Zentralbl Chir 2006; 131 - P24
DOI: 10.1055/s-2006-944357

Operative Ergebnisse und Langzeitverlauf beim kolorektalen Karzinom – Spielt das Alter eine entscheidende Rolle?

A Leins 1, C Schafmayer 1, S Schulz 1, M Ott 1, J Hedderich 2, J Tepel 1, F Fändrich 1
  • 1Universtiätsklinikum Schleswig Holstein Kiel
  • 2Universitätsklinik Schleswig Holstein Kiel

Einleitung: Das kolorektale Karzinom ist bei Männern und Frauen nach dem Bronchialkarzinom die zweithäufigste Krebserkrankung in den westlichen Industrieländern. Dabei ist gerade wegen der verbesserten Diagnostik und Therapieoption die Entscheidung zur radikalen chirurgisch-onkologischen Therapie des alten Menschen ein steter Diskussionspunkt innerhalb eines onkologischen Zentrums. Ziel unserer Untersuchung war es zu prüfen, wie sich speziell das Patientenkollektiv der Altersgruppe 70 und älter in Hinblick auf das operative Risiko, die Morbidität und die Mortalität verhält.

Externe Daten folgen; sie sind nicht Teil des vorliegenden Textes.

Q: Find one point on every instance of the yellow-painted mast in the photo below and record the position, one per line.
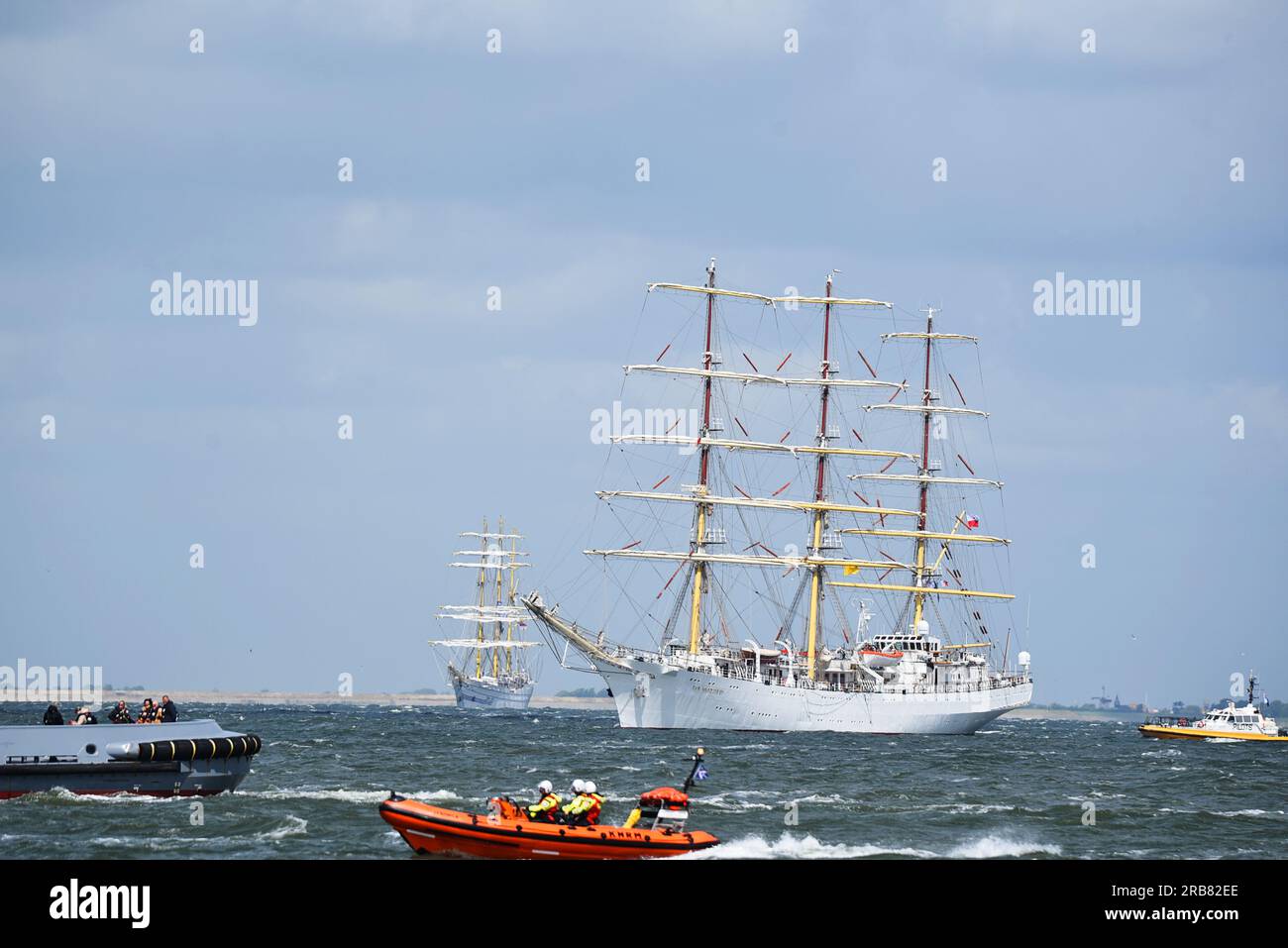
(919, 597)
(699, 570)
(815, 597)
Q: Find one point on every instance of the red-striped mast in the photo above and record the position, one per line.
(700, 511)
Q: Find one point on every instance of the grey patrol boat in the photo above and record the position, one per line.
(178, 759)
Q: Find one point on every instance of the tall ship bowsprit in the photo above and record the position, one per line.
(748, 630)
(490, 670)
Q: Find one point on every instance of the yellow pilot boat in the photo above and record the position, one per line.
(1228, 723)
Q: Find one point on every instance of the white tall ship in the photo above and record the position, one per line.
(756, 633)
(489, 670)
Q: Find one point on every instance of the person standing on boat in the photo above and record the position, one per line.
(548, 805)
(587, 806)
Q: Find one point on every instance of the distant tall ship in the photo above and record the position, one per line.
(489, 670)
(756, 636)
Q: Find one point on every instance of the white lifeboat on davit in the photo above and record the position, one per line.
(875, 659)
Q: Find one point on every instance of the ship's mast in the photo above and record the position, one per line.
(918, 597)
(815, 599)
(478, 653)
(514, 582)
(700, 510)
(500, 575)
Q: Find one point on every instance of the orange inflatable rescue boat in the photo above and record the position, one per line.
(656, 828)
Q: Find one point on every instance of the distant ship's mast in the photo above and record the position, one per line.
(699, 569)
(925, 480)
(478, 653)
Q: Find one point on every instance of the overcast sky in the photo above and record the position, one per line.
(518, 170)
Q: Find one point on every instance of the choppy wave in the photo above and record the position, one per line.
(789, 846)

Material und Methode: Retrospektive Analyse von 1344 Patienten mit Primäreingriff bei Kolonkarzinom (n 771) oder Rektumkarzinom (n 573), die von 1993 bis 2004 am Universitätsklinikum Schleswig-Holstein, Campus Kiel, operativ behandelt wurden. Für die Auswertung wurden drei Gruppen gebildet: A=<70 Jahre, B=70–80 Jahre und C=>80 Jahre und anschließend mittels logistischer Regression analysiert.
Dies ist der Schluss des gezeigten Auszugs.